Hey everyone.. stumbled upon this community and figured I'd give it a shot! Accounting major so perhaps I can help out down the road as well 

I have been using the FTC (Form 1116) successfully since 2018 to off-set my Federal Tax Liability. Accumulating about $10K credit carry forward. Note - I haveonly had General Category Income (aka a salary) all these years.

This year things are diferent. I have for the first time a short term capital gain of $12k! This gain was untaxed by my country of residence. The question is...

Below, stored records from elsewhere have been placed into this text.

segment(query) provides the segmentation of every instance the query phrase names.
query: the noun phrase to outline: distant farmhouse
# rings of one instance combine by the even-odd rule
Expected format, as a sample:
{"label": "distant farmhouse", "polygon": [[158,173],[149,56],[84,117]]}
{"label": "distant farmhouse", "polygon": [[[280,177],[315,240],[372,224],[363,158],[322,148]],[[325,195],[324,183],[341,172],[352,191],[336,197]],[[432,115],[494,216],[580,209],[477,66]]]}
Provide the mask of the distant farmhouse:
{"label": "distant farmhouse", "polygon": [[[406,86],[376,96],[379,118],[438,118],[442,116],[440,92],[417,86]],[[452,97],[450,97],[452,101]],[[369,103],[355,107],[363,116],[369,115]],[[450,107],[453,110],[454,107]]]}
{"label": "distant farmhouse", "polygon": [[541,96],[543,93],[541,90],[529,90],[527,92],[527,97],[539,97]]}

*Can I use my FTC accumulated from past years (on general category income) off-set the taxes on this short term gain?*

On one hand the IRS treats STCGs as "ordinary income" so this would make sense to me.. but when I filled out the forms, it says I owe money.


----------



## Moulard (Feb 3, 2017)

Capital gains not related to the active conduct of a trade or business are generally considered passive income for the purpose of foreign tax credits. 

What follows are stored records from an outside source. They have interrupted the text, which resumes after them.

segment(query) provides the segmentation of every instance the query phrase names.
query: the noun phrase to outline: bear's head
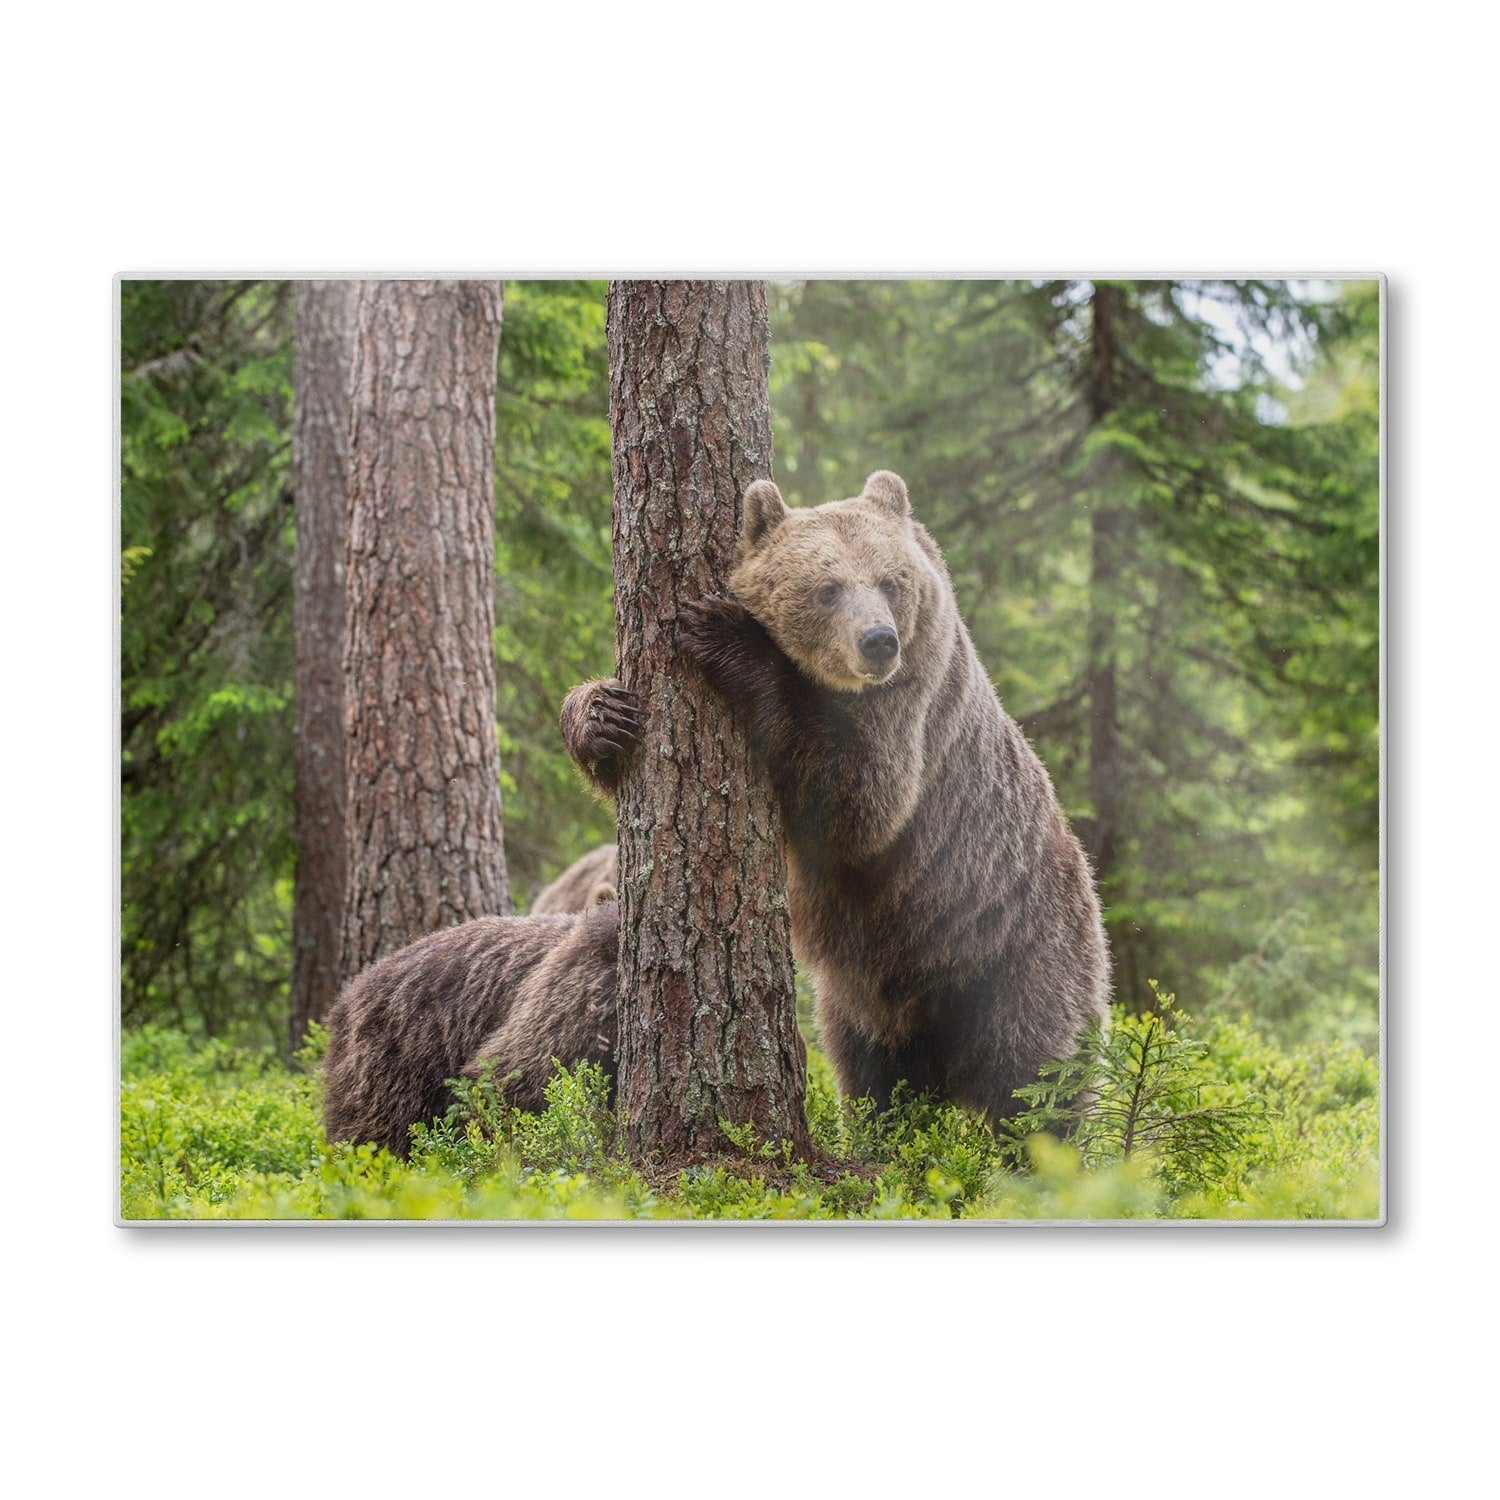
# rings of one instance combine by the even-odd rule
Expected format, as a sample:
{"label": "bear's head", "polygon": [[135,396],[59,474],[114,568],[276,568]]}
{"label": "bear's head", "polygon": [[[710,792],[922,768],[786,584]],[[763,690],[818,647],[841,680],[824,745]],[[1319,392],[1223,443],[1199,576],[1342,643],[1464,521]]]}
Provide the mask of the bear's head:
{"label": "bear's head", "polygon": [[889,682],[941,588],[901,478],[882,469],[850,500],[789,509],[769,479],[745,491],[735,596],[815,682]]}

So the short answer to your question is no.


----------



## martinelli95 (5 mo ago)

Moulard said:


> Capital gains not related to the active conduct of a trade or business are generally considered passive income for the purpose of foreign tax credits.
> 
> So the short answer to your question is no.

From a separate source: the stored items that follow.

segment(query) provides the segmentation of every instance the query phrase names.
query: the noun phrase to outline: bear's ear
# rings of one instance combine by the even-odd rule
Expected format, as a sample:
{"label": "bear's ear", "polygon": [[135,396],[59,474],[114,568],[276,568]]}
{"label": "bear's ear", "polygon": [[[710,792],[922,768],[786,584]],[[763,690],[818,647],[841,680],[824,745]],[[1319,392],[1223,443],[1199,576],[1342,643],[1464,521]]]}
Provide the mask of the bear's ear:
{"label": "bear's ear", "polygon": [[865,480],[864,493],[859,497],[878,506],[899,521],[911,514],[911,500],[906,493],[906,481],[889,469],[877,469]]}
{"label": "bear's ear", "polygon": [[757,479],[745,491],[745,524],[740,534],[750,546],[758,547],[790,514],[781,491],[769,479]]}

Thank you very much! That is the conclusion I had come to as well.

I think I am going to switch to the FEIE - use it FEIE to exclude my general income (salary), then use the Standard Deduction to exclude my $12K short term capital gain.

Otherwise based on the papers I am filling out, the $12k short term capital gain ends up getting taxed.

Unless there is a way to apply the standard deduction AFTER I have taken the credit. But that doesn't seem possible from what I recall in accounting. Deductions first, then last credits.


----------



## Moulard (Feb 3, 2017)

martinelli95 said:


> I think I am going to switch to the FEIE - use it FEIE to exclude my general income (salary), then use the Standard Deduction to exclude my $12K short term capital gain.


Unless its been over 5 years since you first started using FTCs on your general income, you cannot revert to FEIE without a private letter ruling from the IRS.


----------



## martinelli95 (5 mo ago)

Moulard said:


> Unless its been over 5 years since you first started using FTCs on your general income, you cannot revert to FEIE without a private letter ruling from the IRS.



Thanks for this - I only started paying taxes 3 years ago as I am quite young! I never started using the FEIE so I never formally revoked it. 

From what I am reading I should be in the clear here.


----------



## Moulard (Feb 3, 2017)

You don't need to have formally revoked it. Its getting quite late for me so I don't have references at hand but from the US perspective...

Simply taking a tax position which is contrary to the rules and intent of the FEIE is enough if it ever got so far as the US tax court.


----------



## martinelli95 (5 mo ago)

Moulard said:


> You don't need to have formally revoked it. Its getting quite late for me so I don't have references at hand but from the US perspective...
> 
> Simply taking a tax position which is contrary to the rules and intent of the FEIE is enough if it ever got so far as the US tax court.



Good to know. I may have to take my chances on my measly income though. Thanks again.


----------